Catholic Resistance to Nazism
Catholic resistors (clockwise L-R): Erich Klausener; Blessed August von Galen; Alfred Delp SJ; Claus von Stauffenberg; Bishop Konrad von Preysing; Saint Edith Stein; Jules-Géraud Saliège; Irena Sendlerowa of Zegota; Pope Pius XI; Hugh O'Flaherty

Erich Klausener

Bishop August von Galen of Münster

Alfred Delp SJ

Claus von Stauffenberg

Konrad von Presying of Berlin

Saint Edith Stein

Jules-Géraud Saliège of Toulouse

Irena Sendlerowa

Pius XI

Catholic resistance to Nazism was a component of German resistance to Nazism and of Resistance during World War II. The Church in Germany opposed the rise of Nazism, but attempted compromise when Hitler won power. From the outset of Nazi rule in 1933, issues emerged which brought the Church into conflict with the regime and persecution of the Church led Pope Pius XI to denounce the policies of the Nazi Government in the 1937 papal encyclical Mit brennender Sorge. His successor Pius XII faced the war years and provided intelligence to the Allies. Though Catholics fought on both sides in World War II and neither the Catholic nor Protestent churches as institutions were prepared to openly oppose the Nazi State, the churches provided the earliest and most enduring centres of systematic opposition to Nazi policies, and Christian morality and Nazi anti-Church policies motivated many German resistors and provided moral impetus for individuals in their efforts to overthrow Hitler.

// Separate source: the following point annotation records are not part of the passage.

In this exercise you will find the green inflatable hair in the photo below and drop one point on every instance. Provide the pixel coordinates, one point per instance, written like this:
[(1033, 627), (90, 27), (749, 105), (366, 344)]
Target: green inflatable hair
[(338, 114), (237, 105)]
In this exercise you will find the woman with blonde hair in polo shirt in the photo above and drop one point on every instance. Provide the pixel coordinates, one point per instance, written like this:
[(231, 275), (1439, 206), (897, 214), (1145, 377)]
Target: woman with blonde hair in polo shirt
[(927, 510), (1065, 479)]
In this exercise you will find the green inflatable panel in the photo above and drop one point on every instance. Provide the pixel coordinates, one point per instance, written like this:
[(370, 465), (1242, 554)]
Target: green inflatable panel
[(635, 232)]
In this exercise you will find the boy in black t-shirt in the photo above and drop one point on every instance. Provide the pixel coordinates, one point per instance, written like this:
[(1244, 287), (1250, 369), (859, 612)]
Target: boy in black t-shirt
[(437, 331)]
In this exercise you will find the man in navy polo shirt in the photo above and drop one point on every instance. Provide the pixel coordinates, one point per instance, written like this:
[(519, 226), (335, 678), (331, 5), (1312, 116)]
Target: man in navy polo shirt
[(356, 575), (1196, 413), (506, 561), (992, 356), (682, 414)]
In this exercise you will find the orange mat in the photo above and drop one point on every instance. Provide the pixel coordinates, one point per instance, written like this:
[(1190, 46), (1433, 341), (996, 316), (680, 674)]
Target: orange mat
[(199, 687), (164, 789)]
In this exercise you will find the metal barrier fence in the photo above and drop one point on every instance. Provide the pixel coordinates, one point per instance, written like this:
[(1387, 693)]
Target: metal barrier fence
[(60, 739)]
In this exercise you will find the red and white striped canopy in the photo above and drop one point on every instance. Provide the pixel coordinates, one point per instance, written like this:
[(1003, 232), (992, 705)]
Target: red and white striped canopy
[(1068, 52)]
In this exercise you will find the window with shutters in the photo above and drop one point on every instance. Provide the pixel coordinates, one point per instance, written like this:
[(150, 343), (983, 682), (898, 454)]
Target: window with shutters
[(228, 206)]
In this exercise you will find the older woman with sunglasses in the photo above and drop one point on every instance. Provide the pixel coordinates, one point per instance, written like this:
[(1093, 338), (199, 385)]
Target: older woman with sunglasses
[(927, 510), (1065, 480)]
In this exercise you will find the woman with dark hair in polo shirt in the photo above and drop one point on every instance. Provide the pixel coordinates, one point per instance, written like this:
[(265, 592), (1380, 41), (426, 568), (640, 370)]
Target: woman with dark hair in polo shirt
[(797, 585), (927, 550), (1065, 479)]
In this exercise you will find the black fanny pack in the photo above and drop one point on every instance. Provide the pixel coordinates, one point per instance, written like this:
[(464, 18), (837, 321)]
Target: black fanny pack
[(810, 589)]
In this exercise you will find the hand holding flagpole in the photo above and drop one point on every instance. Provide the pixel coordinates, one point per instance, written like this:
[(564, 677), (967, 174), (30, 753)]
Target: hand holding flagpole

An estimated one-third of German Catholic priests faced some form of reprisal from authorities and thousands of Catholic clergy and religious were sent to concentration camps. 400 Germans were among the 2,579 Catholic priests imprisoned in the clergy barracks at Dachau. While the head German bishop generally avoided confronting the regime, other bishops such as Preysing, Frings and Galen developed a Catholic critique of aspects of Nazism. Galen led Catholic protest against Nazi "euthanasia".